Greene genes and NCBI data base translability


Since QIIME uses Greene genes data base, if I come up with some detected species and would like to browse them in NCBI finder, how do I find for example Klebsiella 297311 (read by greengenes) into searchable full genome sequence on NCBI?


Welcome to the forum @microuser2 !

QIIME 2 uses ANY database that you feed it :grin:

It is by no means restricted to Greengenes — we provide pre-trained classifiers for Greengenes and SILVA on our website, but other commonly used databases that are compatible more or less “off the shelf” include GTDB, UNITE, and any other database that uses compatible file formats (FASTA and tab-delimited taxonomy files)
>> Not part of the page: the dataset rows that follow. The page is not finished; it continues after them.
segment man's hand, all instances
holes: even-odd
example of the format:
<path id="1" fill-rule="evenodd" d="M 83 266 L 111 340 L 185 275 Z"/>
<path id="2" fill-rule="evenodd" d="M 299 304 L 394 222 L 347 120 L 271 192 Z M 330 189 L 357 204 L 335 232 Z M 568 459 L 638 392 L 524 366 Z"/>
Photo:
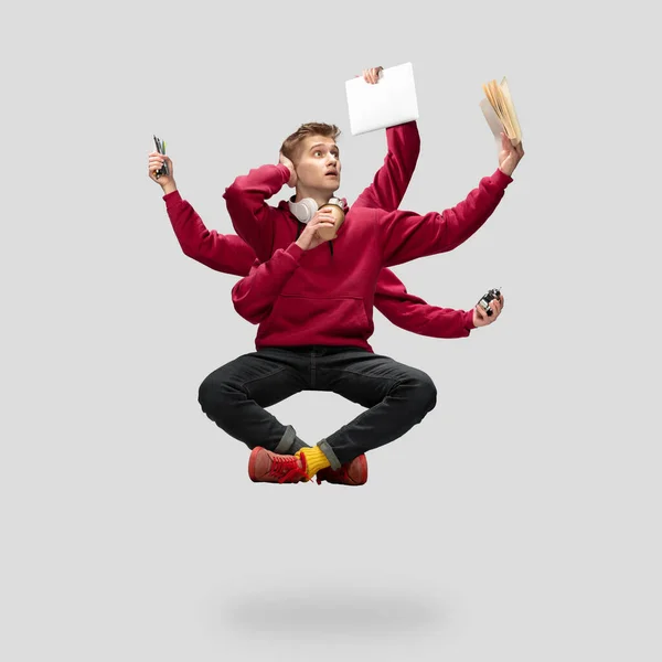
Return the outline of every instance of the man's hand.
<path id="1" fill-rule="evenodd" d="M 159 179 L 157 179 L 157 170 L 160 170 L 163 163 L 168 163 L 168 170 L 170 174 L 161 174 Z M 172 168 L 172 161 L 170 157 L 166 154 L 160 154 L 159 152 L 150 152 L 149 153 L 149 162 L 147 168 L 147 173 L 149 174 L 149 179 L 160 184 L 161 189 L 163 189 L 163 193 L 172 193 L 177 191 L 177 184 L 174 183 L 174 171 Z"/>
<path id="2" fill-rule="evenodd" d="M 297 239 L 297 246 L 303 248 L 303 250 L 311 250 L 317 248 L 320 244 L 323 244 L 328 239 L 320 237 L 318 229 L 320 227 L 335 226 L 335 218 L 329 212 L 317 212 L 316 215 L 308 222 L 306 228 Z"/>
<path id="3" fill-rule="evenodd" d="M 501 151 L 499 152 L 499 170 L 501 170 L 503 174 L 512 177 L 513 171 L 517 167 L 517 163 L 522 160 L 523 156 L 524 148 L 522 147 L 522 143 L 520 142 L 517 147 L 513 147 L 510 138 L 502 131 Z"/>
<path id="4" fill-rule="evenodd" d="M 371 85 L 374 85 L 380 79 L 380 72 L 383 72 L 383 66 L 373 66 L 369 70 L 363 70 L 363 79 Z M 356 76 L 359 77 L 359 76 Z"/>
<path id="5" fill-rule="evenodd" d="M 503 295 L 501 295 L 499 299 L 492 299 L 492 301 L 490 301 L 490 308 L 492 309 L 492 314 L 490 317 L 488 317 L 488 313 L 483 310 L 482 306 L 477 305 L 473 309 L 473 325 L 476 328 L 487 327 L 488 324 L 495 322 L 496 318 L 501 314 L 503 303 Z"/>
<path id="6" fill-rule="evenodd" d="M 295 164 L 282 152 L 280 152 L 278 157 L 278 162 L 287 166 L 289 169 L 290 178 L 287 182 L 287 185 L 293 189 L 297 185 L 297 171 L 295 170 Z"/>

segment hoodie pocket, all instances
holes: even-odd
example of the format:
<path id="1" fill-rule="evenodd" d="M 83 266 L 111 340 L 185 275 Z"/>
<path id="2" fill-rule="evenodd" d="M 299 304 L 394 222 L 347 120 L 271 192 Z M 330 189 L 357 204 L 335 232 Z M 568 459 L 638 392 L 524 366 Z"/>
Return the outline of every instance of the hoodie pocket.
<path id="1" fill-rule="evenodd" d="M 311 344 L 331 338 L 366 338 L 372 327 L 360 297 L 280 295 L 269 321 L 270 332 L 302 332 L 311 339 Z"/>

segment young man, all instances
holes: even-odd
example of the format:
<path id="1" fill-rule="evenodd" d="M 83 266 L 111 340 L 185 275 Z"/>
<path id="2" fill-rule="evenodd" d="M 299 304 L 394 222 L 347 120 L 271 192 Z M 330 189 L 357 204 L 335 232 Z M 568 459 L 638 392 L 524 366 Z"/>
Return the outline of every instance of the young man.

We even have a tutorial for using RESCRIPt (an external plugin) to compile a QIIME 2-formatted database from NCBI Genbank (this example uses the 16S RefSeqs):

But it sounds like you have already processed data that was classified (or clustered) using Greengenes, and now want to map to NCBI sequences… you could use q2-feature-classifier to perform this mapping, e.g., to BLAST to find the top hit. Alternatively, just copy and paste the sequence that you want into NCBI BLAST to find the closest match…

Good luck!


Thanks Nicholas, yes I have already used greengenes, and we made a heat map with species of interests accompanied by numbers. Now for many who wish to identify those in NCBI from our published resource it wouldn’t be possible to look bck on the sequence. Any way they could decipher greenegenes species entry into NCBI without having sequence?

yes, based on the example you gave above it sounds like you used closed-reference OTU clustering against the greengenes database, so you could grab the greengenes representative sequence that maps to that greengenes ID. Then BLAST that to find the closest match in NCBI RefSeqs.


This topic was automatically closed 31 days after the last reply. New replies are no longer allowed.